Hello, my name is Rob and I pay for news content.
It’s true, for a long time I’ve been a New York Times digital subscriber — and it’s worth every penny. But that’s where I draw the line, because so far I haven’t found anything else I’m willing to pay for online.
A while back I suggested that I’d sign up for a Times Union digital subscription if it were $.25 per week. Without receiving a tangible product manufactured on the paper’s ultra-modern press, should it really cost any more? If you’ve ever tried doing the crossword on your computer, you know that pencils make a hell of a mess of your screen.
They are getting closer. Look here, they’ve dropped their
pants price to $1 per week:
Alas, the deal is only good for 13 weeks; after that, you’ll pay $4.
Here’s the thing, I subscribe (no pun intended) to the broadcast radio and TV model in which I’m paying for your content by way of all the advertising. If anything, the price of your news without a printed product should be dirt cheap.

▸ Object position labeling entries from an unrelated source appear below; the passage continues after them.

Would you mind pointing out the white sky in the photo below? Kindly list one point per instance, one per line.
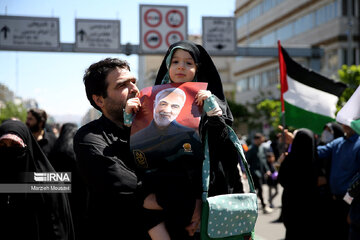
(55, 79)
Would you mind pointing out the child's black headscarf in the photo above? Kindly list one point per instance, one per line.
(206, 72)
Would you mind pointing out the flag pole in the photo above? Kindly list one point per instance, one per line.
(282, 88)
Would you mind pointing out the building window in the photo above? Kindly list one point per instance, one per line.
(242, 85)
(285, 32)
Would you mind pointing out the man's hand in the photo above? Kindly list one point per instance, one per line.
(132, 105)
(201, 96)
(151, 203)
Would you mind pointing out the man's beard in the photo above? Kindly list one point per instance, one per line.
(161, 120)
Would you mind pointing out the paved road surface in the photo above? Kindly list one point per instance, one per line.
(264, 228)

But Rob, you ask, what about the Times? Good point — but you’re not seriously comparing the two, I hope.
Because I always try to be helpful, here’s a modest proposal: lower your online price to $.25 per week and severely restrict access to your content. If the majority of those who use the product pay at that price, you’ll be rolling in dough. Hell, you might even have enough cash to hand out some raises.